Ivan Gaskell is Professor of Cultural History and Museum Studies at the Bard Graduate Center. His work on material culture addresses intersections among history, art history, anthropology, and philosophy. His principal scholarly concern is to mobilize non-written traces of the past to illuminate aspects of the lives of human actors that would otherwise remain obscure. As well as writing individual historical case studies on topics ranging from seventeenth-century Dutch and Flemish paintings, to Roman baroque sculpture, Native American baskets, and Congo textiles, Gaskell works on the philosophical plane of second order questioning.
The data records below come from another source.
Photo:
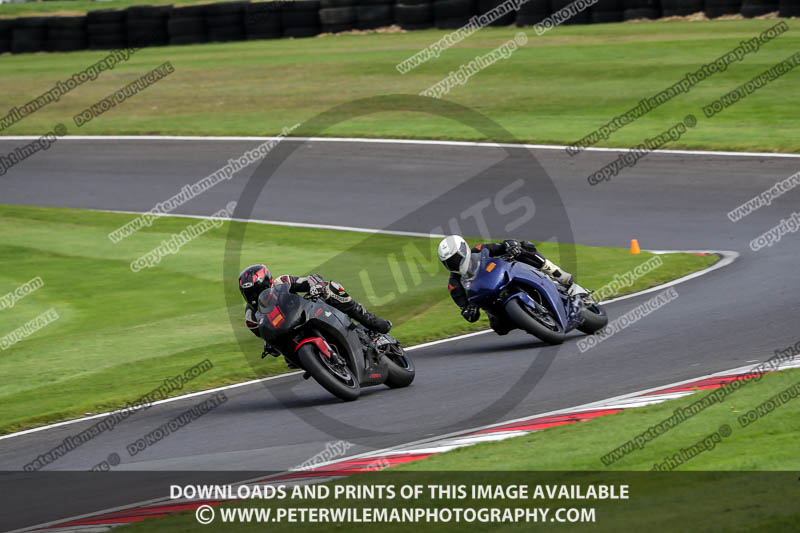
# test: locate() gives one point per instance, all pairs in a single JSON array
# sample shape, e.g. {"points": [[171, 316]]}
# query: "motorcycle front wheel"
{"points": [[539, 322], [336, 378], [594, 319]]}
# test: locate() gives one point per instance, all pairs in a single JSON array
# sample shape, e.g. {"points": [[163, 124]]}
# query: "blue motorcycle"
{"points": [[522, 297]]}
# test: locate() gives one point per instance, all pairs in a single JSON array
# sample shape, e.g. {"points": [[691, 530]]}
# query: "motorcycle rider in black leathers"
{"points": [[257, 278], [455, 254]]}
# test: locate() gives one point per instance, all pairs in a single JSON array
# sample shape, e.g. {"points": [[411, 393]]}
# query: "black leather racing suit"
{"points": [[333, 294]]}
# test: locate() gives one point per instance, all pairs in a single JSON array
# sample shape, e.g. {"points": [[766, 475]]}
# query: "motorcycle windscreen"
{"points": [[278, 311], [489, 278]]}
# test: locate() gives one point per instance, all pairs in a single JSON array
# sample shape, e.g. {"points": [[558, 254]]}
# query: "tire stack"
{"points": [[484, 6], [300, 18], [754, 8], [583, 17], [147, 25], [6, 35], [29, 35], [371, 14], [187, 25], [65, 34], [262, 20], [642, 9], [106, 29], [337, 15], [608, 11], [717, 8], [414, 14], [451, 14], [533, 12], [789, 8], [681, 8], [225, 21]]}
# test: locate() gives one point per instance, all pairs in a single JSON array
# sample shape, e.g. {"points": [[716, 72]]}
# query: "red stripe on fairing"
{"points": [[545, 422], [704, 384]]}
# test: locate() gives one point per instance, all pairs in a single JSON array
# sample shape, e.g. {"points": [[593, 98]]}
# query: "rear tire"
{"points": [[594, 319], [401, 370], [311, 359], [523, 318]]}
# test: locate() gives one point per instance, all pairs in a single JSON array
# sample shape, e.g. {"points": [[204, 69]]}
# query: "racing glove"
{"points": [[513, 248], [320, 290], [470, 313]]}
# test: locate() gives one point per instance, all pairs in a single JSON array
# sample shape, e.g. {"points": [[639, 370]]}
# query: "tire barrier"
{"points": [[608, 11], [414, 14], [642, 9], [533, 12], [106, 29], [452, 14], [143, 26], [262, 20], [681, 8], [718, 8], [373, 14], [187, 25], [6, 34], [337, 15], [583, 17], [147, 25], [300, 18], [754, 8], [789, 8], [65, 34], [225, 22], [29, 35]]}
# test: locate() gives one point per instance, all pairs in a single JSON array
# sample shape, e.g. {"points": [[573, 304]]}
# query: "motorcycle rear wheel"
{"points": [[542, 327], [401, 370], [338, 381], [594, 319]]}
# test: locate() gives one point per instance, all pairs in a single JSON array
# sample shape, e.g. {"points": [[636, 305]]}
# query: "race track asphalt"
{"points": [[738, 314]]}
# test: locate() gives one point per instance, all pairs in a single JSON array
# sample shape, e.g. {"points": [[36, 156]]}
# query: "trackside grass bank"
{"points": [[556, 89], [119, 334]]}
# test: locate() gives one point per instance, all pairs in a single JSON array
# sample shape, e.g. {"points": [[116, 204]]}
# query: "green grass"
{"points": [[556, 89], [122, 333]]}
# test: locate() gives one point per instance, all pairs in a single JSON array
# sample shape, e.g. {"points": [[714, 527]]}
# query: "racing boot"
{"points": [[552, 270]]}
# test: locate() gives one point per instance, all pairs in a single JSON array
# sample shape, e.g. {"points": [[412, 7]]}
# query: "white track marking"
{"points": [[470, 144]]}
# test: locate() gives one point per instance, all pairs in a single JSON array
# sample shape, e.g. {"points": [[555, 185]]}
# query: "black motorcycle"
{"points": [[339, 354]]}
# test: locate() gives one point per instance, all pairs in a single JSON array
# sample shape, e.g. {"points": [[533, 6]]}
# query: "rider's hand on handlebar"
{"points": [[320, 290], [513, 248], [471, 313]]}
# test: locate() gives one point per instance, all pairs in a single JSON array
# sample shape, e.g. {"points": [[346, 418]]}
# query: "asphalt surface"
{"points": [[722, 320]]}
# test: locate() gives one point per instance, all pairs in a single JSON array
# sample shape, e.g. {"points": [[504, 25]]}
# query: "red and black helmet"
{"points": [[253, 281]]}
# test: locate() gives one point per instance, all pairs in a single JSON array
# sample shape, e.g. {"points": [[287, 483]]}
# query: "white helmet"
{"points": [[454, 254]]}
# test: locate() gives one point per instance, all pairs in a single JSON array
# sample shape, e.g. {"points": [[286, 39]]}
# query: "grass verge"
{"points": [[556, 89], [120, 333]]}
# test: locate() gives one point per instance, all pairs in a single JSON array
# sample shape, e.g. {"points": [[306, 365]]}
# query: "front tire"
{"points": [[339, 381], [536, 323], [594, 319]]}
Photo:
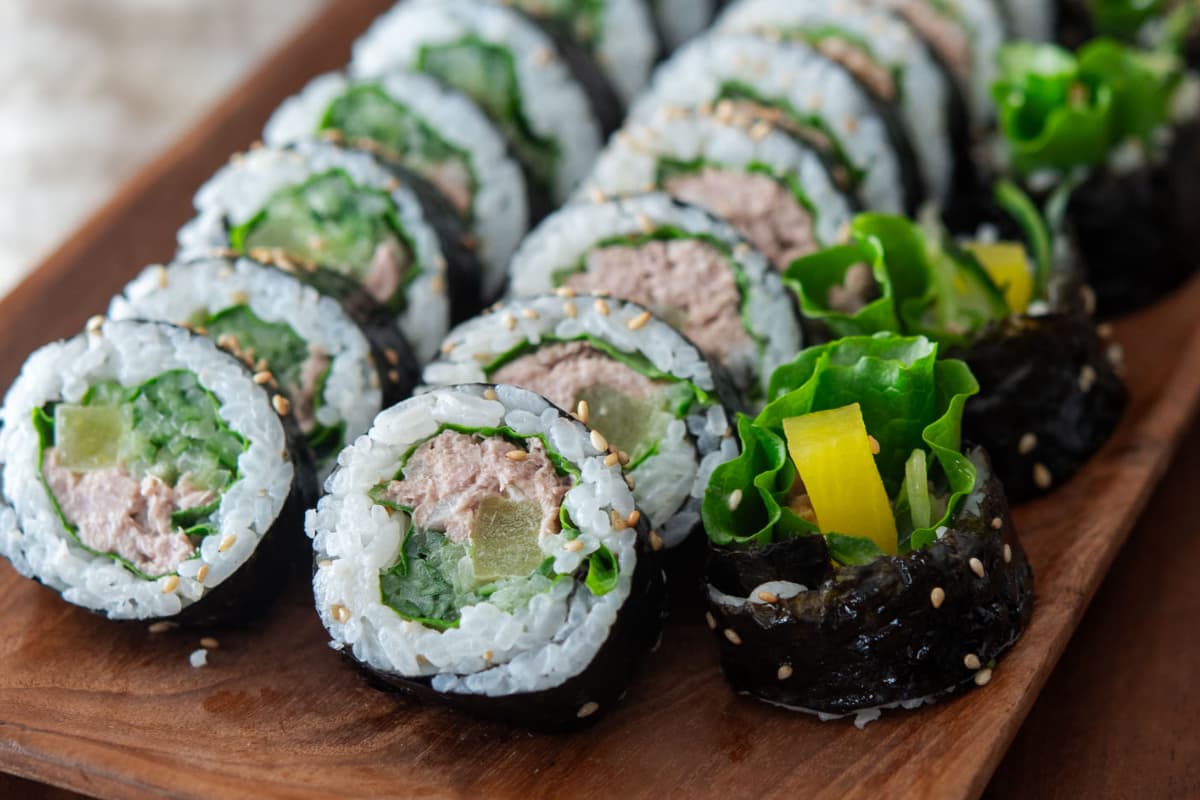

While on the faculty at Cambridge University, he collaborated with the late Salim Kemal to edit a ten book series of multi-author volumes, Cambridge Studies in Philosophy and the Arts. He has also organized numerous experimental exhibitions at Harvard University, where he taught and curated between 1991 and 2011. He is the author, editor, or co-editor of eleven books, and have contributed to numerous journals and edited volumes in history, art history, and philosophy.

Sara Schechner
Sara Schechner
Sara Schechner, Ph.D. is the David P. Wheatland Curator of the Collection of Historical Scientific Instruments, Harvard University. She is a historian of science, specializing in material culture and the history of astronomy. At Harvard, she is a member of the History of Science Department and has been on the faculty of the Museum Studies program. She brings over thirty years of museum and academic experience to the Harvard community.
Laurel Thatcher Ulrich
Laurel Thatcher Ulrich
Laurel Thatcher Ulrich is the author of Good Wives: Image and Reality in the Lives of Women in Early New England, 1650-1750 (1982) and A Midwife's Tale: The Life of Martha Ballard Based on Her Diary, 1785-1812(1990) which won the Pulitzer Prize for History in 1991 and became the basis of a PBS documentary. In The Age of Homespun: Objects and Stories in the Making of an American Myth (2001), she has incorporated museum-based research as well as more traditional archival work. Her most recent book is Well-behaved Women Seldom Make History (2007). Her major fields of interest are early American social history, women's history, and material culture.